= Daniel J. Shanefield =

American engineer

Daniel Jay Shanefield (April 29, 1930 – November 13, 2013) was a United States ceramic engineer.

Shanefield was born in Orange, New Jersey, and earned a bachelor's degree in chemistry from Rutgers University in 1956; he went on to graduate studies at the same university, receiving his Ph.D. in physical chemistry from Rutgers in 1962. He worked from 1962 to 1967 at ITT Research Laboratories, and from 1967 to 1986 at Bell Laboratories. In 1986 he returned to Rutgers as a Professor II (a professorial rank at Rutgers that is one step above a normal full professor).

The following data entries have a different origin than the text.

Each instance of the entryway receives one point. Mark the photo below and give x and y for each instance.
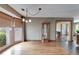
(63, 30)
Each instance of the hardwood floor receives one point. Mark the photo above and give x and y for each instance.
(36, 48)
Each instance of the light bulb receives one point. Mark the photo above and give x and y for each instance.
(23, 19)
(30, 20)
(26, 21)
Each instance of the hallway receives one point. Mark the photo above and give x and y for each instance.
(38, 48)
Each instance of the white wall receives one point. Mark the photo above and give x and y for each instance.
(34, 28)
(18, 34)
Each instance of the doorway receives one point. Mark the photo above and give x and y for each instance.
(45, 32)
(63, 30)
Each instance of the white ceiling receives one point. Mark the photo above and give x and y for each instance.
(49, 10)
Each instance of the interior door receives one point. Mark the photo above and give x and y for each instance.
(46, 31)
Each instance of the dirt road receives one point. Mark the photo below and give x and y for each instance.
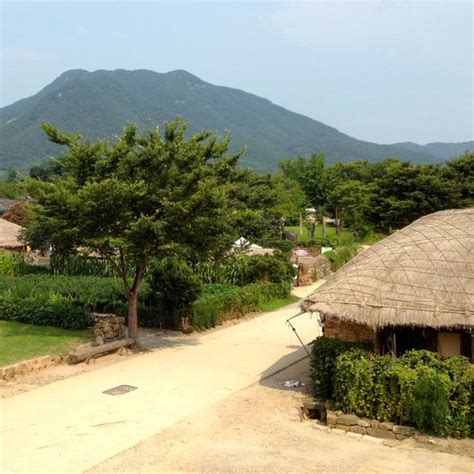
(259, 430)
(71, 425)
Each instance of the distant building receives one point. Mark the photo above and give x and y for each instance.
(9, 237)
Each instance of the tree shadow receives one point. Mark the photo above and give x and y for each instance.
(154, 339)
(289, 368)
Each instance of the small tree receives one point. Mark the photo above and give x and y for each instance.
(142, 196)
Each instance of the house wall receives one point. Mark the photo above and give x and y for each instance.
(349, 331)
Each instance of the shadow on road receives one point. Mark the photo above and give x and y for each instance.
(152, 339)
(293, 367)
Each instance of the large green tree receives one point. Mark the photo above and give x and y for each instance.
(140, 197)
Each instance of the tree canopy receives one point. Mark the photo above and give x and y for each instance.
(142, 196)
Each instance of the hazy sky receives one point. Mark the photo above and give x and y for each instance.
(381, 71)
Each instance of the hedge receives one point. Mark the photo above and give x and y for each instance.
(421, 388)
(219, 302)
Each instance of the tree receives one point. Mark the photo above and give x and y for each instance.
(353, 198)
(143, 196)
(312, 176)
(263, 203)
(406, 192)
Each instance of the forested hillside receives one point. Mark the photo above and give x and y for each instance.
(98, 105)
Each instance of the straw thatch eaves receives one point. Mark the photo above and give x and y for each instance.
(9, 235)
(423, 275)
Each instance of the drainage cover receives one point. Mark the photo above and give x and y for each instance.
(120, 390)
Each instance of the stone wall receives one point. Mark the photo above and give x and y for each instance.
(349, 331)
(108, 328)
(364, 426)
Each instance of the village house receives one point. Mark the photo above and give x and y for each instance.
(412, 290)
(9, 237)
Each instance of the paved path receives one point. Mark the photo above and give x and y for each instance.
(71, 425)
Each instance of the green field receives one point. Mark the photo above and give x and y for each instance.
(318, 232)
(24, 341)
(277, 303)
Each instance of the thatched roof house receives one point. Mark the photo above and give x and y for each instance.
(9, 236)
(421, 278)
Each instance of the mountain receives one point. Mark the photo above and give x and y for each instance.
(98, 104)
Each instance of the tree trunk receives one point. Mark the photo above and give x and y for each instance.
(132, 316)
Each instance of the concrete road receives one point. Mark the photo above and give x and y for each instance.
(71, 425)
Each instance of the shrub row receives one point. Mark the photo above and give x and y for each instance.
(243, 270)
(54, 310)
(14, 264)
(219, 302)
(420, 388)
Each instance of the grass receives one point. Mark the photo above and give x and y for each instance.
(276, 303)
(24, 341)
(318, 232)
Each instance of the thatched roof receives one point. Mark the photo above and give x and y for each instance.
(422, 275)
(9, 233)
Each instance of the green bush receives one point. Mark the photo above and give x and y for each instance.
(268, 268)
(430, 410)
(354, 383)
(80, 265)
(244, 270)
(14, 264)
(174, 287)
(54, 310)
(62, 298)
(421, 388)
(285, 246)
(222, 301)
(323, 364)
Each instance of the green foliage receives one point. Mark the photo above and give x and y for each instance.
(430, 410)
(174, 287)
(60, 301)
(312, 176)
(79, 265)
(421, 388)
(341, 255)
(324, 354)
(14, 264)
(261, 204)
(391, 194)
(54, 310)
(220, 302)
(140, 197)
(10, 185)
(7, 264)
(242, 270)
(354, 383)
(24, 341)
(285, 246)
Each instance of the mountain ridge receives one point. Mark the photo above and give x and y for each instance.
(98, 104)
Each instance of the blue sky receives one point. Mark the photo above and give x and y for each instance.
(381, 71)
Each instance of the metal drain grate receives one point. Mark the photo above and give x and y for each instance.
(120, 390)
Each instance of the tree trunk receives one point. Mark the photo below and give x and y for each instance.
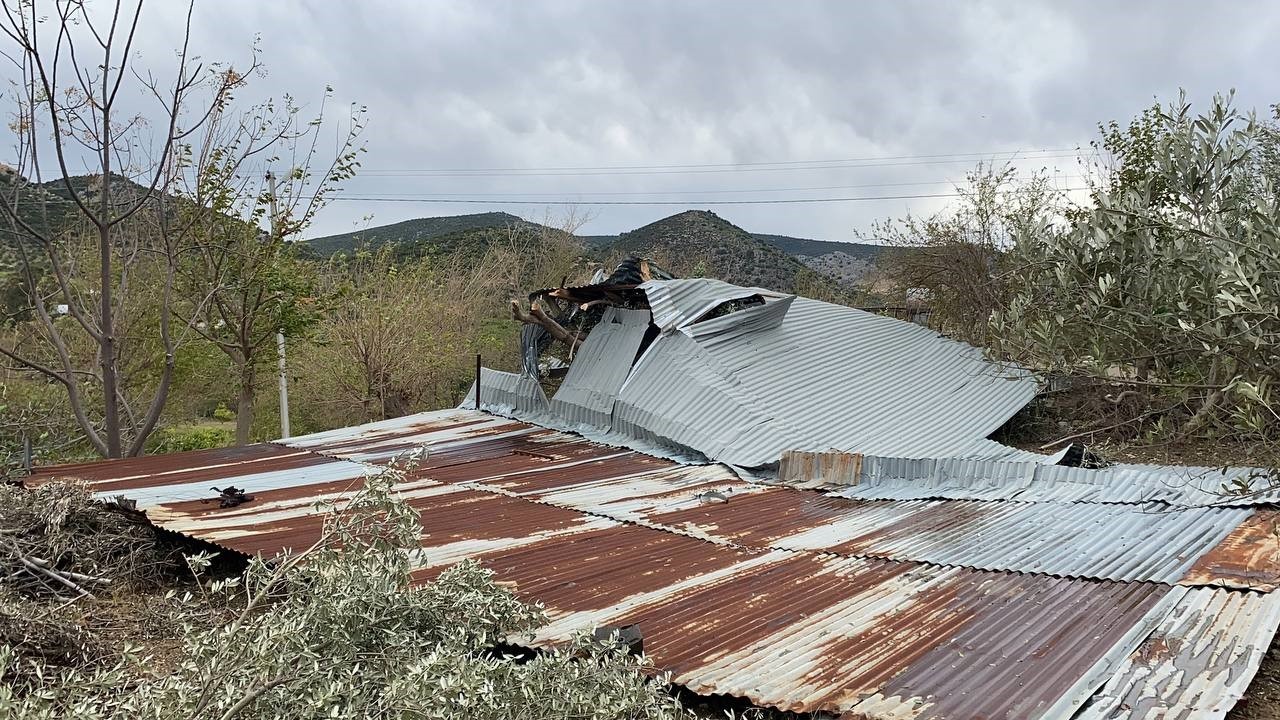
(245, 404)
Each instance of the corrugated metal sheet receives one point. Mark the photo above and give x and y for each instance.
(679, 302)
(1196, 664)
(740, 588)
(1248, 557)
(790, 374)
(1114, 542)
(900, 478)
(599, 368)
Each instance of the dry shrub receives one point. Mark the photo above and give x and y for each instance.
(63, 527)
(44, 633)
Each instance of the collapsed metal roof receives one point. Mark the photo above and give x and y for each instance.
(1010, 605)
(782, 373)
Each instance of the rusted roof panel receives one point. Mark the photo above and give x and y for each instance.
(903, 478)
(1248, 557)
(1196, 664)
(792, 598)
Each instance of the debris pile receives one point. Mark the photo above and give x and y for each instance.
(58, 540)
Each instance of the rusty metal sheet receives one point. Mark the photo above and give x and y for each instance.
(1196, 664)
(741, 588)
(1248, 557)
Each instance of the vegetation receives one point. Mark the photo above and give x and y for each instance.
(1166, 287)
(423, 235)
(700, 244)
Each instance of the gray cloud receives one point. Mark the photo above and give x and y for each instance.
(534, 85)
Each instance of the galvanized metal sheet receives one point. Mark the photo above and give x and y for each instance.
(904, 478)
(599, 368)
(700, 560)
(791, 374)
(1197, 662)
(681, 301)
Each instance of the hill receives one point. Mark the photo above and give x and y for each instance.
(849, 263)
(702, 244)
(412, 233)
(807, 247)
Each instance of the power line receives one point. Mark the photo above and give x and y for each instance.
(693, 201)
(731, 191)
(903, 160)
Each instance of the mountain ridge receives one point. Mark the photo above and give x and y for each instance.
(690, 242)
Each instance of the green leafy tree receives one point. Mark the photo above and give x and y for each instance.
(1169, 286)
(956, 260)
(243, 283)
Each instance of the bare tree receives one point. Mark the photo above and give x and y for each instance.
(160, 188)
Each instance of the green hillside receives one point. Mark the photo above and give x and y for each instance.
(411, 235)
(702, 244)
(805, 247)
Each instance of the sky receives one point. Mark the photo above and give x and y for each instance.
(874, 108)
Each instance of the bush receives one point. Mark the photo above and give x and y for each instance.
(182, 438)
(223, 413)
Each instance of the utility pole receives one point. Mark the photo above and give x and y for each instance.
(279, 336)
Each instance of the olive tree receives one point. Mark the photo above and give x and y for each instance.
(1169, 286)
(956, 260)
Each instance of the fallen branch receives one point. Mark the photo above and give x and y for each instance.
(538, 317)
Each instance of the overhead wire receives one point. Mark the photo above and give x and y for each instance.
(685, 201)
(787, 165)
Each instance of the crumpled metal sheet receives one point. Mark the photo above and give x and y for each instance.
(789, 374)
(901, 478)
(599, 368)
(679, 302)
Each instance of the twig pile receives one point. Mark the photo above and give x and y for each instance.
(58, 540)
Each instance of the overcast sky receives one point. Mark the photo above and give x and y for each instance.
(536, 85)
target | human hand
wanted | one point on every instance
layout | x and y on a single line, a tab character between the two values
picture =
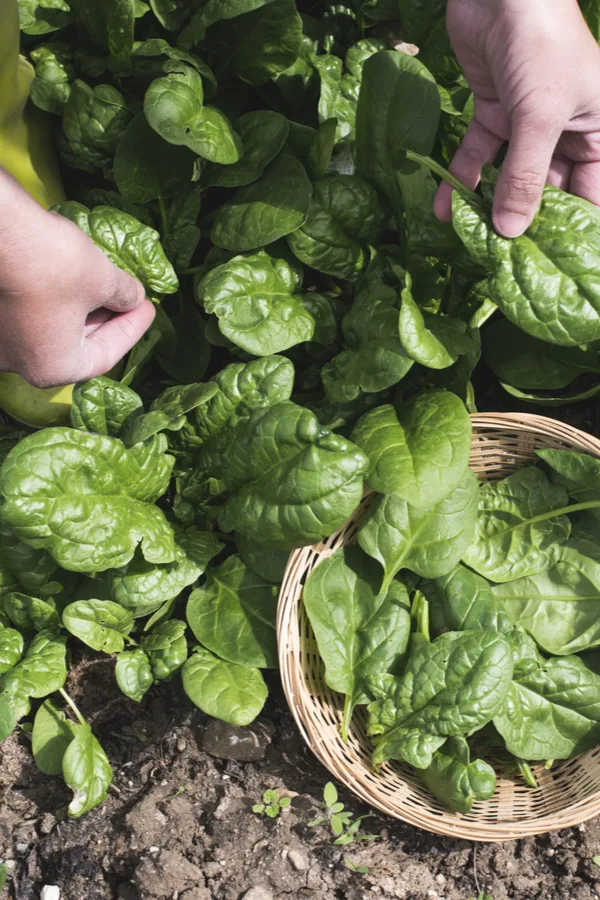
67	313
534	69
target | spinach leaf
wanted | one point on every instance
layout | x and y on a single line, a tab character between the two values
101	624
233	693
86	771
344	216
456	781
450	687
103	406
515	532
52	733
360	632
461	600
429	542
233	615
291	481
90	502
552	710
133	674
542	280
129	244
420	453
256	301
266	210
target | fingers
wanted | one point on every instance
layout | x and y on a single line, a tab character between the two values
524	173
479	146
107	344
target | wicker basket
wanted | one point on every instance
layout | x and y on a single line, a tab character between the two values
567	794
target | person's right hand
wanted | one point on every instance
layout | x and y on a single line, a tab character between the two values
534	69
67	313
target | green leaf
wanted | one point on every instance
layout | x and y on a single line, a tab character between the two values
232	693
456	781
429	542
268	563
173	106
43	16
360	632
509	541
344	216
421	453
94	119
11	648
86	771
549	262
450	687
133	674
30	613
143	587
102	406
526	362
291	481
271	208
54	71
392	81
262	133
552	710
52	733
129	244
101	624
233	614
146	167
255	300
261	43
461	600
90	502
374	358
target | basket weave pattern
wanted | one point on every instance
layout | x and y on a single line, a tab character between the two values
566	795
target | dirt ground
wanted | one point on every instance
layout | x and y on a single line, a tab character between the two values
178	822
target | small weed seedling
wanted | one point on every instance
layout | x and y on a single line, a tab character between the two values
271	805
341	821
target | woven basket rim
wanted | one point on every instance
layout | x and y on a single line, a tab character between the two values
392	791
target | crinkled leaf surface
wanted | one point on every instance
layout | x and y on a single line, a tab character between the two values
420	453
86	499
509	543
224	690
256	302
450	687
233	615
290	480
429	542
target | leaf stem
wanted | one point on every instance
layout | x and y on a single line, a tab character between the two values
444	174
71	703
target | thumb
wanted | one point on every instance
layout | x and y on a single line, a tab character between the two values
104	347
524	173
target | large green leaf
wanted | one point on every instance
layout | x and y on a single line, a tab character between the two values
552	710
291	480
86	499
542	281
233	614
420	453
510	541
360	632
429	542
451	687
344	216
260	213
256	302
224	690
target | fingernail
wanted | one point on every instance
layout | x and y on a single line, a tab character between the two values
510	224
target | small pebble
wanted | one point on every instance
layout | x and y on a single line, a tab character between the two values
50	892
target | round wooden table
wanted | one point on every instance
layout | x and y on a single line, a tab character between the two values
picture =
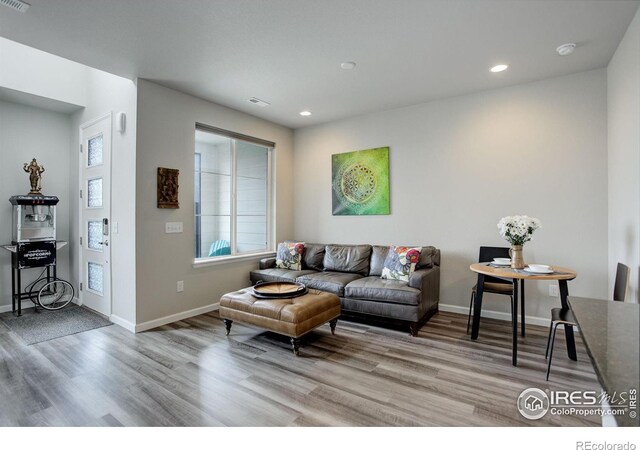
561	274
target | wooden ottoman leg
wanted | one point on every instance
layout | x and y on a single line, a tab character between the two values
295	343
332	324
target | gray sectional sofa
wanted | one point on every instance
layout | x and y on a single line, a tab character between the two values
352	272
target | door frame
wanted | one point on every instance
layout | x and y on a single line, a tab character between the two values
80	186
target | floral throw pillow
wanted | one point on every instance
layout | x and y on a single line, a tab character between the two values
289	255
400	263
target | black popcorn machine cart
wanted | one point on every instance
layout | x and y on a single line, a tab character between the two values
34	245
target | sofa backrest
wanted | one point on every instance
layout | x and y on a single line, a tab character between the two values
313	256
353	257
429	256
347	258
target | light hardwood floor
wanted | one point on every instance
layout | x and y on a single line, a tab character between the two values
190	374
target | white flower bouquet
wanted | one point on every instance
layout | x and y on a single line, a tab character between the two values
518	229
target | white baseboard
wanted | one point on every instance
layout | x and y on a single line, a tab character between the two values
129	326
30	305
499	315
175	317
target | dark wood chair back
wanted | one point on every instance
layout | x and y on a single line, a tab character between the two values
620	286
487	254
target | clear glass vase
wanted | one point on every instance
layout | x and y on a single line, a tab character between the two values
517	261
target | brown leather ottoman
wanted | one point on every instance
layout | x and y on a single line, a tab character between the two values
292	317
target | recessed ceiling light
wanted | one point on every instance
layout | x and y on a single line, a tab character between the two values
499	68
257	101
566	49
16	4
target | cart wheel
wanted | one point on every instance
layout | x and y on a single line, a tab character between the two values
55	294
35	288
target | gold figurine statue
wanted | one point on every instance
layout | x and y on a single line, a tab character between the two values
35	176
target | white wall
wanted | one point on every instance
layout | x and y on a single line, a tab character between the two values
166	138
458	165
27	132
623	76
109	93
35	72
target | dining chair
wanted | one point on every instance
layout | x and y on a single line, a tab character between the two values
492	284
560	316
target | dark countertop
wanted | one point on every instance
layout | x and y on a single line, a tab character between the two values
611	333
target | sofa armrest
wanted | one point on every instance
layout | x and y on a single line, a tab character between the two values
428	281
267	263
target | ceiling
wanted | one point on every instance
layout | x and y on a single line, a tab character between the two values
288	52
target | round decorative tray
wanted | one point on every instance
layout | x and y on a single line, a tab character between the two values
279	289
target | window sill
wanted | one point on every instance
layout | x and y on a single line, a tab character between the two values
214	261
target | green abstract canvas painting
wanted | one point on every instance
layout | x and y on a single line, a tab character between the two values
360	182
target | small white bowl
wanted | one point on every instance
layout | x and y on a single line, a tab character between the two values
539	267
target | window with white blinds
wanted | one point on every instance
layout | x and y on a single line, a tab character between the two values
233	183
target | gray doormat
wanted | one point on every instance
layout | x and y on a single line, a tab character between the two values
34	327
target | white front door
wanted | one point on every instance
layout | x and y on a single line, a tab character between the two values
95	214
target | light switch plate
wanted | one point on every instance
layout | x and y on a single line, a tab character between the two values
173	227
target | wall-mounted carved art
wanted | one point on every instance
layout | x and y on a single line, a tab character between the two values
168	188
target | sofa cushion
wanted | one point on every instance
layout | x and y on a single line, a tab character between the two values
347	258
428	257
277	274
400	263
313	256
379	254
333	282
289	255
381	290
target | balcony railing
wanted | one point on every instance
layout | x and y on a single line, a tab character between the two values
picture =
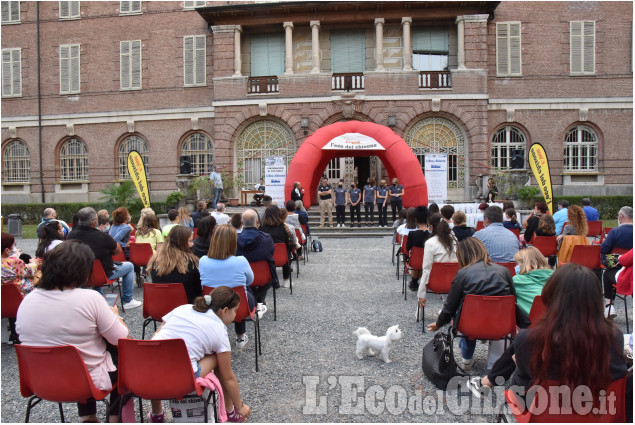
435	80
263	85
348	82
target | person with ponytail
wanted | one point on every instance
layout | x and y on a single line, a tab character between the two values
203	328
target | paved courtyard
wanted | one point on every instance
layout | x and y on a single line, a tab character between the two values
308	369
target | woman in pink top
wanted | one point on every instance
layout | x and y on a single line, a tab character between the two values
61	313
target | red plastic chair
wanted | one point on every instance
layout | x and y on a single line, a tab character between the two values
158	369
98	278
538	309
11	299
547	245
442	275
158	300
509	266
281	258
56	374
414	262
140	255
488	317
262	277
542	410
587	256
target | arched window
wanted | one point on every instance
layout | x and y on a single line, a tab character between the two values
439	135
132	143
581	149
505	142
16	162
201	152
258	141
73	161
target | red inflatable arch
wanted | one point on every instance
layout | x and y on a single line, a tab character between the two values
313	156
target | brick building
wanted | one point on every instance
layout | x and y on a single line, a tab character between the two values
232	82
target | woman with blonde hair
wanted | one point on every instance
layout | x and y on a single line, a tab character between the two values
174	262
221	267
532	272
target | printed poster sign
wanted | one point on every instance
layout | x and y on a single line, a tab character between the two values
436	172
540	166
138	175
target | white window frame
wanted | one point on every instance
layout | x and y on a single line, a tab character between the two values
128	7
72	9
12	71
197	55
10	12
586	41
509	49
127	65
71	66
581	150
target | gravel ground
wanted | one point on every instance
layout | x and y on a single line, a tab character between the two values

At Bell Laboratories, Shanefield was the co-inventor with Richard E. Mistler of the tape casting technique for forming thin ceramic films. He pioneered the development of a phase-change memory system based on an earlier patent of Stanford R. Ovshinsky; Shanefield's work in this area "represented the first proof of the phase change memory concept". Beginning in the mid-1970s, Shanefield was an early proponent of double-blind ABX testing of high-end audio electronics; in 1980 he reported in High Fidelity magazine that there were no audible differences between several different power amplifiers, setting off what became known in audiophile circles as "the great debate".

Shanefield is the author of two books, Organic Additives and Ceramic Processing (Kluwer, 1995; 2nd ed., Kluwer, 1996) and Industrial Electronics for Engineers, Chemists, and Technicians (William Andrew Publishing, 2001).

He was a four-time winner of the AT&T Outstanding Achievement Award and was elected as a Fellow of the American Ceramic Society in 1993.

Shanefield died in Honolulu, Hawaii, aged 83.